Snowshoes were a necessity, and the demand at the little station had long exceeded the supply, but the operator was able to furnish the length of bale rope Tisdale asked of him. From the office door, where he had curiously followed to see the line put to use, he watched the traveler secure two pliable branches of hemlock, of the same size, which he brought to the station platform, and, having stripped them of needles, bent into ovals. Then, laying aside one, he commenced to weave half of the rope net-wise, filling the space in the frame he held. A sudden intelligence leaped in the agent’s face. “That’s simple enough,” he exclaimed. “And they’ll carry you as far as you want to go.”
Tisdale smiled, nodding, and picked up the remaining frame.
“Strange I never saw any one try the scheme before,” the operator commented. “I’ve weathered a good many blockades up here; seen lots of fellows, men whose time was money, bucking it out to open track. But I bet the first time this idea struck you you were up against it. I bet it’s a yarn worth listening to.”
Tisdale glanced up; the genial lines deepened. “It was a situation to clear a man’s head. There was snow from three to seven feet deep ahead of me and going soft. My snowshoes, lost with the outfit at a hole in a Yukon crossing, were swinging down-stream under the ice. I had two sea biscuit in my pocket and a few inches of dried venison, with the nearest road-house over fifty miles away.”
“Well, that was hard luck,” the agent shook his head gravely.
“It was the best kind of luck,” responded Tisdale quickly, “to find myself with that rope in my hands and a nice little spruce on the bank to supply frames enough for a regiment. I was rigging a kind of derrick to ease my sled up the sharp pitch from the crossing.”
“I see,” said the operator thoughtfully, “and the sled broke through. Lost it and the outfit. But your dogs—saved them, didn’t you?”
“All but two.” Tisdale’s brows contracted. “They were dragged under the ice before I could cut the traces. There was leather enough on the leaders to bind those shoes on, but”—and the humorous lines deepened again—“a couple of straps, from an old suitcase, if you happen to have one, would be an improvement.”

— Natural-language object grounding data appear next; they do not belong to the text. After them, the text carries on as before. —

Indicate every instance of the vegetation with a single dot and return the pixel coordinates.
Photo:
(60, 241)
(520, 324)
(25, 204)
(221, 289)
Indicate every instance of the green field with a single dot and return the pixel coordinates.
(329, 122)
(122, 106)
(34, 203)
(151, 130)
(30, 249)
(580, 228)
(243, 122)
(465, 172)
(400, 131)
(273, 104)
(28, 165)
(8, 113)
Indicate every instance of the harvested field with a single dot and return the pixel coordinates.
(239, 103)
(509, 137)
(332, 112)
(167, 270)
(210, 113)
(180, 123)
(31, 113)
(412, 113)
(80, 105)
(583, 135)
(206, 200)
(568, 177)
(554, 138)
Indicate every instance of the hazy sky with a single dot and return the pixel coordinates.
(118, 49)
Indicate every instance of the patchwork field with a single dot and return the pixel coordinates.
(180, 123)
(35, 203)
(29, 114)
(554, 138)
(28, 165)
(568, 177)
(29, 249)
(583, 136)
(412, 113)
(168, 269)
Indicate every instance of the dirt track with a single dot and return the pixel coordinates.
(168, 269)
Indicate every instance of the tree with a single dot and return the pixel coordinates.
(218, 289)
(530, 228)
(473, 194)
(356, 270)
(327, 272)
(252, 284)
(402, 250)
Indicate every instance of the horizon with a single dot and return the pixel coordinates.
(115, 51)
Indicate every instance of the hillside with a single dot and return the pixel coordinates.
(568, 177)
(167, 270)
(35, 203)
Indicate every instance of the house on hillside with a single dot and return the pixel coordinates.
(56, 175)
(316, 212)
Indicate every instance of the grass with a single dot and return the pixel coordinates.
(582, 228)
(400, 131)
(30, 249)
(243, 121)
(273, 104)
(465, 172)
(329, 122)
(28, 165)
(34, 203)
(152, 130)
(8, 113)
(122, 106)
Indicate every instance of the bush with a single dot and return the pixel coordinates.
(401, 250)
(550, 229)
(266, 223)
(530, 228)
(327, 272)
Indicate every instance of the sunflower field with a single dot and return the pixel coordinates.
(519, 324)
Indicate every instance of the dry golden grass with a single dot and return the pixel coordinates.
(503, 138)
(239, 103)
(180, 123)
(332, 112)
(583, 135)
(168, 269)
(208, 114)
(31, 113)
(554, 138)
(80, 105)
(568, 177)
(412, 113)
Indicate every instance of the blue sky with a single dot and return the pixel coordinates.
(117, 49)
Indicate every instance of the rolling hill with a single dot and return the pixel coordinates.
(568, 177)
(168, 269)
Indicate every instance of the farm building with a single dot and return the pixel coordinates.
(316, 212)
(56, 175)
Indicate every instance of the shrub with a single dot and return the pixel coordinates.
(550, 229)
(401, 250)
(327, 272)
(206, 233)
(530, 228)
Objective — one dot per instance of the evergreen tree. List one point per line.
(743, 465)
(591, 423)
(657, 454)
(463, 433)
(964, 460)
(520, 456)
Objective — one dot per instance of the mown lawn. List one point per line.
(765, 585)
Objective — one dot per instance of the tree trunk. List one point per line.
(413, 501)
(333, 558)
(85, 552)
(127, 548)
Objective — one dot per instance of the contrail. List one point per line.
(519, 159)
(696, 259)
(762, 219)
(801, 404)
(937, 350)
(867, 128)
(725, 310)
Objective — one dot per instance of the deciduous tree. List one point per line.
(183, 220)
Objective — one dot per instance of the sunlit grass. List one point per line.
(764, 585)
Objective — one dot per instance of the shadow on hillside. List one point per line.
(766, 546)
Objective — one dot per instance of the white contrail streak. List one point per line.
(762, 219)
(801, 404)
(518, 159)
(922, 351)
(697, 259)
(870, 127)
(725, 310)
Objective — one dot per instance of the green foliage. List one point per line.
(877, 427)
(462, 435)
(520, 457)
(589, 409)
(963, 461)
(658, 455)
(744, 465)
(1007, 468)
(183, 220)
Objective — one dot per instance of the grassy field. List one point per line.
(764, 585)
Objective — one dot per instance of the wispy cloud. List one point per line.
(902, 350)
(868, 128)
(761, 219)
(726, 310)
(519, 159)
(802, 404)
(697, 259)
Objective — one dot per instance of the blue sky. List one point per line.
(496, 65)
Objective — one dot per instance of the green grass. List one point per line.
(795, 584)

The operator hurried into the office and, after a vigorous search among the miscellaneous articles stored under his desk, found an old valise, from which he detached the desired straps. Tisdale adjusted the improvised shoes. “I will send them back by a brakeman from Scenic Springs,” he said, rising from his seat on the edge of the platform. “You can keep them for a pattern.”
“All right,” the operator laughed. “If you do, I’ll have to lay in a stock of bale rope.”